Prime Minister and Cabinet Secretary Phil Gaetjens mounted a short but vigorous defence of the APS. Photo: IPAA.

It was only a short part of his speech, but Prime Minister and Cabinet Secretary Phil Gaetjens’ vehement rejection at the Institute of Public Administration end of year event last week of claims that the Australian Public Service has become politicised grabbed the headlines.

He did not name Senator Rex Patrick, who has been battling the Morrison Government to release details of National Cabinet minutes.

Nor did he name the public servant who was the target of Senator Patrick’s ire for deciding the government didn’t have to, despite an Administrative Appeals Tribunal decision that National Cabinet was not covered by the same secrecy rules as Federal Cabinet.

READ ALSO APS Census reveals the most – and least – satisfied and engaged staff in the public service

He accused people such as Senator Patrick of undermining the public confidence in the APS through personal attacks on public servants and accusations of politicisation.

“I have always tried to put the systems in place or institutionalise things that make the public service stronger, that support the values of the APS and empower us as public servants to give frank advice within a respectful workplace,” he told the IPAA event in Canberra.

“Collectively and individually, we should always call out behaviours which undercut these values … I will always call out the inaccuracies of these types of comments and reiterate the importance of our impartial and committed public service.”
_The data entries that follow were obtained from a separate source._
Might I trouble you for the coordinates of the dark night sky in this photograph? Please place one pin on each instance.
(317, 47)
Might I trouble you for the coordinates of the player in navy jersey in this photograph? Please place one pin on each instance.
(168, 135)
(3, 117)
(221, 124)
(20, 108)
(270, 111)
Mr Gaetjens said he and Public Service Commissioner Peter Woolcott had written to the Senate President about Senator Patrick’s claims and attacks on Angie McKenzie, a Department of the Prime Minister and Cabinet FOI official.

The AAT had found that the National Cabinet was not a subcommittee of the federal cabinet. In contrast, Ms McKenzie found that it was for the purposes of freedom-of-information laws.

Unfortunately, while the year in many ways has been a triumph for the public service in how it has responded to the pandemic, other aspects have been allowed to overshadow that achievement.

The sports and car park grants scandals, so ably laid out in reports from the Auditor-General, showed how public servants either were enablers or looked the other way when the Morrison Government so cynically debauched the grants system to use taxpayers’ money to fund election pork barrelling in Coalition seats.

Auditor-General Grant Hehir

Auditor-General Grant Hehir plans to remind public servants of their ethical obligations. Photo: Parliament House.

They prompted Auditor-General Grant Hehir to warn public servants that he would be raising the performance bar by injecting ethics into future audits.

In his foreword to the Australian National Audit Office’s annual report for 2020-21, he flagged that the ANAO would place a greater emphasis on whether public servants’ decisions met ethical standards.

He said public sector leaders were legally required to govern their entities in a way that promoted the proper use and management of public resources, defined under the Public Governance, Performance and Accountability Act as “efficient, effective, economical and ethical”.

“The importance of ethics in the use of resources has been highlighted in several audits, particularly relating to procurement and grants administration,” Mr Hehir said.

“I believe that greater scrutiny in this area will help ensure that the public sector continues to look beyond technical compliance and focuses on operating in line with community expectations of integrity and honesty.”

READ ALSO APS sexual harassment complaints double

Mr Gaetjens also had the chutzpah to list the government’s belated and increasingly hollow-looking commitment to net-zero emissions by 2050 as a public service achievement.

Calling the move historic, he praised the enormous effort within the Industry, Science, Energy and Resources portfolio and the Department of Foreign Affairs and Trade, along with others in the APS and beyond, “to enable Australia to shift from a decade-long caustic climate debate to tangible action and quantified goals”.

That compels the question of where the APS’s frank and fearless advice has been all this time, and how it could have contributed to a policy so full of holes that even the business and farm lobby are lining up behind the Opposition’s approach.

Mr Gaetjens also praised APS capability and the current reform program to build in-house skills and knowledge, despite the government’s increasing bill for work done by private sector consultancies.

Then there is the stonewalling at Senate estimates by senior public servants who appear hell-bent on covering for the government.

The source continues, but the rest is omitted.